Gospel Halls are independent, autonomous Christian communities of believers throughout the world that hold to a common set of doctrines and worship practices. Since these churches are not affiliated with any central governing body or parent administrative organization, each Gospel Hall exists as a self-governing, completely stand-alone entity.
Gospel Halls reject the idea of denominational labels and avoid any sectarian classification. For example, you will not hear these believers say, “I am a member of the Gospel Hall denomination.” Instead, they prefer simply to be known as “Christians” who gather for worship in the name of the Lord Jesus Christ.
Gospel Hall is the name this group of Christians assigns to their building or place of worship. Typically, Gospel Hall is preceded by the name of the area or city. For instance, a group may call itself Spencer Bridge Road Gospel Hall or Denver Gospel Hall. The primary mission of Gospel Hall fellowships is to proclaim the good news of Jesus Christ and lead lost people to salvation in Him.
Although Gospel Halls trace their spiritual roots back to the earliest Christian communities established in Jerusalem, the modern movement corresponds with the founding of the Plymouth Brethren in the early- to mid-1800s, primarily in England, Scotland, Ireland, and Continental Europe.

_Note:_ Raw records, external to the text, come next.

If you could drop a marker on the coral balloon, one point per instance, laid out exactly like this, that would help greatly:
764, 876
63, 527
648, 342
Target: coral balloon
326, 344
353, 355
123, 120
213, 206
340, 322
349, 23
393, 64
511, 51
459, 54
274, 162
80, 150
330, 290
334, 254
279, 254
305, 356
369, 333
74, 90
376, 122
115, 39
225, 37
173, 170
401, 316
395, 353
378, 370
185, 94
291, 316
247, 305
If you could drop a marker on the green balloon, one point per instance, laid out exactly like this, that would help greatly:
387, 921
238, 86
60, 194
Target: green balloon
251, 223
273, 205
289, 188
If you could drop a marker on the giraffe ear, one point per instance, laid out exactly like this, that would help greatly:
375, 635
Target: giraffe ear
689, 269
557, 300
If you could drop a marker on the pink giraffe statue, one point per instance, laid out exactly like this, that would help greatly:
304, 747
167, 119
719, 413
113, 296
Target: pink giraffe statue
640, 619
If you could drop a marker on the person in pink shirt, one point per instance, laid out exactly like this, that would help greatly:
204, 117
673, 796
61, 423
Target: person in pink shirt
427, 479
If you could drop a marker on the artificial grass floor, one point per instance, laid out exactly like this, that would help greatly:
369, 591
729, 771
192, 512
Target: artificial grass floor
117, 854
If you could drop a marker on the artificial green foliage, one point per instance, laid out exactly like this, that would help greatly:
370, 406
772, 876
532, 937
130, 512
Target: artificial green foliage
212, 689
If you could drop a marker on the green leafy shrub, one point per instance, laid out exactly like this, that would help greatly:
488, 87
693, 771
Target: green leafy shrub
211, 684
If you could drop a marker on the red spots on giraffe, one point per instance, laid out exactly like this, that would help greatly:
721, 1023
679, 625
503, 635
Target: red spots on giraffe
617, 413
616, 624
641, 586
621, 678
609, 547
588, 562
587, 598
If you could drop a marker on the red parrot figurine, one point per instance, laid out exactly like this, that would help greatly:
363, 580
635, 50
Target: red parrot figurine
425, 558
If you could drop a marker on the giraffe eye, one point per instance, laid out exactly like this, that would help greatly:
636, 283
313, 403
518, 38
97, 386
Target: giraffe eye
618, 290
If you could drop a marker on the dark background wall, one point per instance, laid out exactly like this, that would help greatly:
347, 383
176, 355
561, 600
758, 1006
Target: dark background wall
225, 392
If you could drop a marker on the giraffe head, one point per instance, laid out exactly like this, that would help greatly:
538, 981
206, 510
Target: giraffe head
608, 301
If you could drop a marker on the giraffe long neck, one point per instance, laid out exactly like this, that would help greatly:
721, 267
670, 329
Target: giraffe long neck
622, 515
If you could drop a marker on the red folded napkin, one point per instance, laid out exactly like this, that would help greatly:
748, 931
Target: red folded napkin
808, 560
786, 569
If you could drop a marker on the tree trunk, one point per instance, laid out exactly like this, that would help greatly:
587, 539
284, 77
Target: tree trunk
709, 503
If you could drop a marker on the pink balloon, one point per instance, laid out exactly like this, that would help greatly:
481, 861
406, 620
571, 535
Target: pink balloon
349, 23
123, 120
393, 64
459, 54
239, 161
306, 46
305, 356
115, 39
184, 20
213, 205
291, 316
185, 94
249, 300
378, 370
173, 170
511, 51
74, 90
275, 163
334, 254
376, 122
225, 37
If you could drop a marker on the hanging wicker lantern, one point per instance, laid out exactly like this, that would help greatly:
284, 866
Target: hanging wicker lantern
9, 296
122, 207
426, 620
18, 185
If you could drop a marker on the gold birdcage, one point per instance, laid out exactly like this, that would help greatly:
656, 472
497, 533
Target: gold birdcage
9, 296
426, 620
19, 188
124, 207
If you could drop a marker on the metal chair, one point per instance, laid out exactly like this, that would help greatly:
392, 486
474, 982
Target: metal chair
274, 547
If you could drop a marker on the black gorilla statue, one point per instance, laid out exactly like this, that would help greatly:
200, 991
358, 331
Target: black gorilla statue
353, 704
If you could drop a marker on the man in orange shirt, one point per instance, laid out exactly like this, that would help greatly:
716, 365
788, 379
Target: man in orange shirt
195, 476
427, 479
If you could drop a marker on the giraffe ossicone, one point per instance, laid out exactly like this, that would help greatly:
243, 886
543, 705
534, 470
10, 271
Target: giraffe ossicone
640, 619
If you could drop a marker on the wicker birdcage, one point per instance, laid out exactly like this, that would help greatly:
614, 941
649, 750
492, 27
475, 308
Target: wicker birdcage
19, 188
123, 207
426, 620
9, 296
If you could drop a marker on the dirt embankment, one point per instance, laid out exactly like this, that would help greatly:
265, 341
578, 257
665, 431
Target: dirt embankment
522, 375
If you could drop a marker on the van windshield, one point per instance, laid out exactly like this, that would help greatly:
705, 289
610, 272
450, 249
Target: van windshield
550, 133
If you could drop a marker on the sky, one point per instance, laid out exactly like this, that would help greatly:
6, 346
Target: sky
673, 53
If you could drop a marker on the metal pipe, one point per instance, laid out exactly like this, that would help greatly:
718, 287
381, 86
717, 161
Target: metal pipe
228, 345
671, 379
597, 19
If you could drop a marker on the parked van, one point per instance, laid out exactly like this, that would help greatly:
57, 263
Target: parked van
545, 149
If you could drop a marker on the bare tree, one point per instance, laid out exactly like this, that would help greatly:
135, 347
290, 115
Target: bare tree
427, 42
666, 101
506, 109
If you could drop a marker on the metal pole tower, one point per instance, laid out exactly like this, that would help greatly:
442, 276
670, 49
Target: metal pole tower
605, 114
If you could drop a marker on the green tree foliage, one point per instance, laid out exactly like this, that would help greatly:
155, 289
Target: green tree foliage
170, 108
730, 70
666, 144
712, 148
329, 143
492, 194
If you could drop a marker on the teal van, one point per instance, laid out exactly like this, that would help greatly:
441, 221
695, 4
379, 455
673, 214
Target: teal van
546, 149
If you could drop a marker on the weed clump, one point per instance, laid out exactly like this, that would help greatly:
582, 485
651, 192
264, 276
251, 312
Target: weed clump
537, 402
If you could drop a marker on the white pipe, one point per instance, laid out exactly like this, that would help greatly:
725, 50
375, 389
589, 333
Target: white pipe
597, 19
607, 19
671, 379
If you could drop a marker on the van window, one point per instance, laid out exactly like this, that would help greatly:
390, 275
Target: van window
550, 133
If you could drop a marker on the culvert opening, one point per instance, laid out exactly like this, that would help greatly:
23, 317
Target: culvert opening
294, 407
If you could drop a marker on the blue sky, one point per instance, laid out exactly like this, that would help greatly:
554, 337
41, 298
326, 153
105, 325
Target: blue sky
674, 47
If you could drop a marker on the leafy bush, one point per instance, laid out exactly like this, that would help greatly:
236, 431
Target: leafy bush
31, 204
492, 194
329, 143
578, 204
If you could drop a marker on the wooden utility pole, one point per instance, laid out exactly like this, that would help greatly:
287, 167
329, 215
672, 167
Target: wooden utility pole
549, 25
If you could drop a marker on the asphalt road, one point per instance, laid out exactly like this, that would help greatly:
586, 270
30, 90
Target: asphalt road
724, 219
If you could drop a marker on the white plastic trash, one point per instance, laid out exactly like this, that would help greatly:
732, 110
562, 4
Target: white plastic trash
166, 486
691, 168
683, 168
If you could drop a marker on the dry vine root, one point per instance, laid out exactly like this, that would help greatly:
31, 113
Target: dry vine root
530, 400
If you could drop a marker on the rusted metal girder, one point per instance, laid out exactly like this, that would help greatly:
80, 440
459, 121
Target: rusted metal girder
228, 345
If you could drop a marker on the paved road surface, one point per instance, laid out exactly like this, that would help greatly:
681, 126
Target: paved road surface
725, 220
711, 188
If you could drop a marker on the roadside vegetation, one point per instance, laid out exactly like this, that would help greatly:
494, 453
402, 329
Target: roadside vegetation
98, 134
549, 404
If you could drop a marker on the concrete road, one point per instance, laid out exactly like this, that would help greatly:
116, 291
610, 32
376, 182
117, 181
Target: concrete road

Gospel Halls seek to follow the pattern and principles of the New Testament church as described in the Bible, citing passages such as Acts 2:41–42, 1 Timothy 1:13, Hebrews 13:9, and Ephesians 4:14. Church fellowship rather than church membership is the emphasis. Their desire is to be Christ-centered and gospel-focused. Believing in the headship of Jesus Christ (Colossians 1:18), Gospel Halls do not raise any one member into a position of leadership over the church, and there are no paid clergy. They believe a pastoral calling is a gift given to an individual believer and not an office of the local church. Gospel Halls usually select a group of spiritual overseers—elders and deacons who are responsible for making decisions—in accordance with Titus 1:5.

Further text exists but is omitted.